Younts, who makes his living off killing rats, says there is no foreseeable end to rat infestations. But he believes that there is a way to drastically reduce Norway rats in the city. To do it, Younts says, you have to go underground. “It’s an unsolvable problem,” Younts says, “unless you really get down there and do some serious rat-trapping.”
For Younts and the sewer rats, the battle is a mind game, on their turf. You must corner them in their environment to get in their heads. “You gotta know how they think to know how to catch them,” he says.

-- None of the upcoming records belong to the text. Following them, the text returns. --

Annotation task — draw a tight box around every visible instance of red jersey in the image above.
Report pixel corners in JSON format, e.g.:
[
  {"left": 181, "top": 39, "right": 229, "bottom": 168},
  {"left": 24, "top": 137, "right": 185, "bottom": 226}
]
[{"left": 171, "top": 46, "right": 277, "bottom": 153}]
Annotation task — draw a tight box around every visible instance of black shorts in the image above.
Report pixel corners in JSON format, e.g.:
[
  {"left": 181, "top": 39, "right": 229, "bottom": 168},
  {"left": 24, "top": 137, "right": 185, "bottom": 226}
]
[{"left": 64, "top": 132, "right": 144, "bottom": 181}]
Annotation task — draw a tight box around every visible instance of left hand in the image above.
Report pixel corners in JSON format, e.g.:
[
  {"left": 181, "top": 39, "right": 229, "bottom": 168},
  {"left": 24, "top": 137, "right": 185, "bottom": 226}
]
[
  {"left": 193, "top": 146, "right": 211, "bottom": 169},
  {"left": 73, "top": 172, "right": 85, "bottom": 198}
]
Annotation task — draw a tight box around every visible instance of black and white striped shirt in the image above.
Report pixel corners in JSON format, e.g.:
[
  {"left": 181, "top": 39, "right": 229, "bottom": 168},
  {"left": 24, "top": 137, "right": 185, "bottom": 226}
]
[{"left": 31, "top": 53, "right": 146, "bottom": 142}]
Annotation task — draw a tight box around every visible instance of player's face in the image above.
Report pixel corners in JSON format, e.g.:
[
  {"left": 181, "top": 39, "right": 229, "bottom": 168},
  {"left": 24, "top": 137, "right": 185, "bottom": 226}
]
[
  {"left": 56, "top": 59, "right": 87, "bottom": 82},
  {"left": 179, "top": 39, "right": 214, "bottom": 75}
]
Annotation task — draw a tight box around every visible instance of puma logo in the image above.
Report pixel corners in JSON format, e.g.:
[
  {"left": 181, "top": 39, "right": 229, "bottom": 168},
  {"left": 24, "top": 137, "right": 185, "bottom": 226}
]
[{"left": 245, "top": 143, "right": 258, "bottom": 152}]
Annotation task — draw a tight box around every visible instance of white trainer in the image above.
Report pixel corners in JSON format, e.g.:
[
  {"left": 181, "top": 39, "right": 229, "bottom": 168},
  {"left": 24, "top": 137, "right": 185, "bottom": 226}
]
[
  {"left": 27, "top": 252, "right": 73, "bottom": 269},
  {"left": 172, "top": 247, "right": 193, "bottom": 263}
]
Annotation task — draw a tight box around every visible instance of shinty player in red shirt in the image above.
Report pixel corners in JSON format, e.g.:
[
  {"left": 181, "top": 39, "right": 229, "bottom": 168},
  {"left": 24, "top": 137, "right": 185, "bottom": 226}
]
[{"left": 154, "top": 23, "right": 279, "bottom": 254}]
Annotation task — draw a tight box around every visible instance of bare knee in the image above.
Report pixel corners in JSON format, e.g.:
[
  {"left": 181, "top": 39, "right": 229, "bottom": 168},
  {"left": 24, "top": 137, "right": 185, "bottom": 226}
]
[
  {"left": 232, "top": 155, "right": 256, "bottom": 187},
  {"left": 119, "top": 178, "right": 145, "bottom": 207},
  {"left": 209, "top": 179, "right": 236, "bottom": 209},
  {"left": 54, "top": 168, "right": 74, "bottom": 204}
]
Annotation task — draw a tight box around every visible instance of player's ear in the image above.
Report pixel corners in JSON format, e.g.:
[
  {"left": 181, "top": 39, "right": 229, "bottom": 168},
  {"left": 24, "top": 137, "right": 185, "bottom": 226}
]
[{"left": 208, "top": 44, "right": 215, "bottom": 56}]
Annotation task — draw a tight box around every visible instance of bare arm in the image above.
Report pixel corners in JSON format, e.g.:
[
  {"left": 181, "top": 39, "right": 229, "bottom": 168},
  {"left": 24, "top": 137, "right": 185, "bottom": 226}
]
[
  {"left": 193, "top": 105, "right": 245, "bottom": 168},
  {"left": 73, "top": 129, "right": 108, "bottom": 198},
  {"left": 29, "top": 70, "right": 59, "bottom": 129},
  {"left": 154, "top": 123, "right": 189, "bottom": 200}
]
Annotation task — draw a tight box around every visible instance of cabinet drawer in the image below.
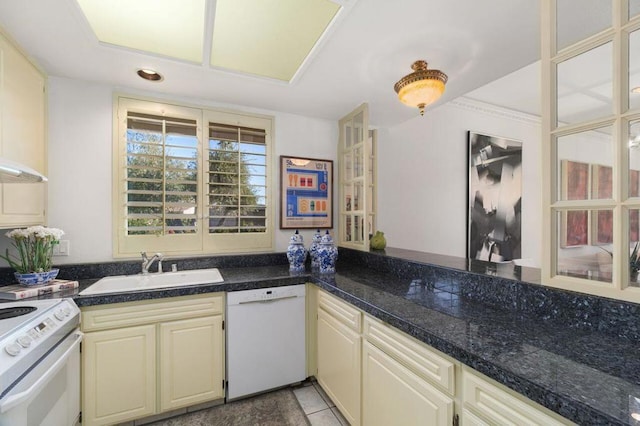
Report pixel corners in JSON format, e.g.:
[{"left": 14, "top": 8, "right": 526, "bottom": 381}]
[
  {"left": 364, "top": 316, "right": 455, "bottom": 395},
  {"left": 318, "top": 291, "right": 362, "bottom": 333},
  {"left": 462, "top": 368, "right": 573, "bottom": 426},
  {"left": 81, "top": 293, "right": 224, "bottom": 331}
]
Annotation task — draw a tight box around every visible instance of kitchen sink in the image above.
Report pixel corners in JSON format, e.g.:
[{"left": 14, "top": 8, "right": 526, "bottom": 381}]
[{"left": 80, "top": 268, "right": 224, "bottom": 296}]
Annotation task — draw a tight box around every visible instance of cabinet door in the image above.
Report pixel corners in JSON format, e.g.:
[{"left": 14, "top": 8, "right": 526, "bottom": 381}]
[
  {"left": 160, "top": 315, "right": 224, "bottom": 411},
  {"left": 362, "top": 341, "right": 453, "bottom": 426},
  {"left": 0, "top": 34, "right": 46, "bottom": 227},
  {"left": 462, "top": 368, "right": 573, "bottom": 426},
  {"left": 337, "top": 104, "right": 376, "bottom": 251},
  {"left": 82, "top": 325, "right": 156, "bottom": 426},
  {"left": 317, "top": 309, "right": 362, "bottom": 426}
]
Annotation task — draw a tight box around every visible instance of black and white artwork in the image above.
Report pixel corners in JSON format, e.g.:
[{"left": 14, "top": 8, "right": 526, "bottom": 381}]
[{"left": 467, "top": 132, "right": 522, "bottom": 262}]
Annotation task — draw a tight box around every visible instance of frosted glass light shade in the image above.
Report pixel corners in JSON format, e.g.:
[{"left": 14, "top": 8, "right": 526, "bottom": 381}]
[{"left": 394, "top": 61, "right": 447, "bottom": 115}]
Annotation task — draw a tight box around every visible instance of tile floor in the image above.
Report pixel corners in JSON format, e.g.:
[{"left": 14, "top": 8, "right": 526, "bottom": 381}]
[{"left": 293, "top": 380, "right": 349, "bottom": 426}]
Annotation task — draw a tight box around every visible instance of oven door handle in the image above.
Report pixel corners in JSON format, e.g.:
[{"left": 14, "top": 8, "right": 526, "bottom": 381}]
[{"left": 0, "top": 330, "right": 84, "bottom": 413}]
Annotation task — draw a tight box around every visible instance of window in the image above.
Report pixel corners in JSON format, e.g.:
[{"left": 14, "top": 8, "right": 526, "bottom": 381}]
[
  {"left": 541, "top": 0, "right": 640, "bottom": 302},
  {"left": 114, "top": 97, "right": 273, "bottom": 257}
]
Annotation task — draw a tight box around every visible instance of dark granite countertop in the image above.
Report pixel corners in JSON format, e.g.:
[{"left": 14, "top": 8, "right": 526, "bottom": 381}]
[
  {"left": 314, "top": 266, "right": 640, "bottom": 425},
  {"left": 2, "top": 249, "right": 640, "bottom": 425}
]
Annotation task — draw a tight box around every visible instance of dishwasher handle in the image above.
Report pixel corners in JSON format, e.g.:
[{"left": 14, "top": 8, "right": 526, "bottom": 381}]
[{"left": 238, "top": 295, "right": 299, "bottom": 305}]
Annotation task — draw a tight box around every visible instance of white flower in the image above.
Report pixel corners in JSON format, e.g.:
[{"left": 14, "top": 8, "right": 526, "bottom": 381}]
[{"left": 4, "top": 229, "right": 30, "bottom": 240}]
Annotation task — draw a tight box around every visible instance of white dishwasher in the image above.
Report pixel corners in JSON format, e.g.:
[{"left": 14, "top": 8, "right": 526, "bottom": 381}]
[{"left": 226, "top": 284, "right": 306, "bottom": 401}]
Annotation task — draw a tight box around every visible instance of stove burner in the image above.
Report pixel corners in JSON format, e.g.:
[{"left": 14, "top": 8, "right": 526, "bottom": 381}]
[{"left": 0, "top": 306, "right": 38, "bottom": 320}]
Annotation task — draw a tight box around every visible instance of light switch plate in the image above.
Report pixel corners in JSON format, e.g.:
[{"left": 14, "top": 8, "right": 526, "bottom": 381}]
[{"left": 53, "top": 240, "right": 71, "bottom": 256}]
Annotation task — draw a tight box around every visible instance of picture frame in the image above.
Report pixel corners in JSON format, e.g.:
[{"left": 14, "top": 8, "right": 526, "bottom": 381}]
[
  {"left": 591, "top": 164, "right": 613, "bottom": 246},
  {"left": 467, "top": 131, "right": 522, "bottom": 262},
  {"left": 560, "top": 160, "right": 591, "bottom": 248},
  {"left": 280, "top": 155, "right": 333, "bottom": 229}
]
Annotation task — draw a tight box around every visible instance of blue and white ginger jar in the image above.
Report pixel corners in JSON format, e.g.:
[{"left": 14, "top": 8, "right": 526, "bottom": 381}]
[
  {"left": 309, "top": 229, "right": 322, "bottom": 269},
  {"left": 317, "top": 231, "right": 338, "bottom": 274},
  {"left": 287, "top": 230, "right": 307, "bottom": 272}
]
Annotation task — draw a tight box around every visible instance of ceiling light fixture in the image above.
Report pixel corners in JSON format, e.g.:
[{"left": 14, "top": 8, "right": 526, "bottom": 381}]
[
  {"left": 137, "top": 68, "right": 164, "bottom": 81},
  {"left": 291, "top": 158, "right": 311, "bottom": 167},
  {"left": 393, "top": 60, "right": 447, "bottom": 115}
]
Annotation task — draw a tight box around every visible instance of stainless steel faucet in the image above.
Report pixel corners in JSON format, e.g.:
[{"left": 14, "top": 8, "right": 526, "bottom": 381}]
[{"left": 140, "top": 251, "right": 162, "bottom": 275}]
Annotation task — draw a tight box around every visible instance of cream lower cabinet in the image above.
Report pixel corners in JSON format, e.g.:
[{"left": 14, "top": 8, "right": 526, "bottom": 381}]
[
  {"left": 462, "top": 367, "right": 573, "bottom": 426},
  {"left": 362, "top": 315, "right": 455, "bottom": 426},
  {"left": 316, "top": 291, "right": 362, "bottom": 426},
  {"left": 82, "top": 294, "right": 224, "bottom": 425},
  {"left": 362, "top": 341, "right": 454, "bottom": 426}
]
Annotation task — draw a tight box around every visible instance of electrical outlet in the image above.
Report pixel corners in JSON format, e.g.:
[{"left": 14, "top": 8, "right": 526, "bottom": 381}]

He has descended to the sub-Atlanta sewer to face the enemy, and he swears the enemy stared him down. Those rats are bold, he says. They’re smart enough to stay underground during the day, if they can. There, in the comfort of the sewer, they multiply. And they’ll rest just long enough to recognize the gnawing hunger in their yellow bellies, just long enough to take that swim up the pipes. Younts knows. He’s the guy who took that call one night from the screaming Virginia-Highland woman. Younts wasn’t all that daunted. “I just went over there and pulled him out,” he says. He laughs a little when he describes it: “She lifted the toilet seat and ... ”
Gormley is more grave when it comes to rodents and their persistence. He recalls one of the county’s most prodigious tasks, the elimination of rats at the abandoned MARTA repair station on Pine Street across from Renaissance Park. The downtown site was closed in the early 1980s. Trash from as many as 30 homeless people accumulated for eight years in 100-foot pits. Looking into the pits, Gormley saw the trash moving. “Garbage was the water,” Gormley says. “Rats were the fish.” The cleanup started took more than a year to complete. Some of the rats died. More simply relocated.
“You’ll probably never be able to get rid of rats,” he says. “Not in our lifetime, anyway.”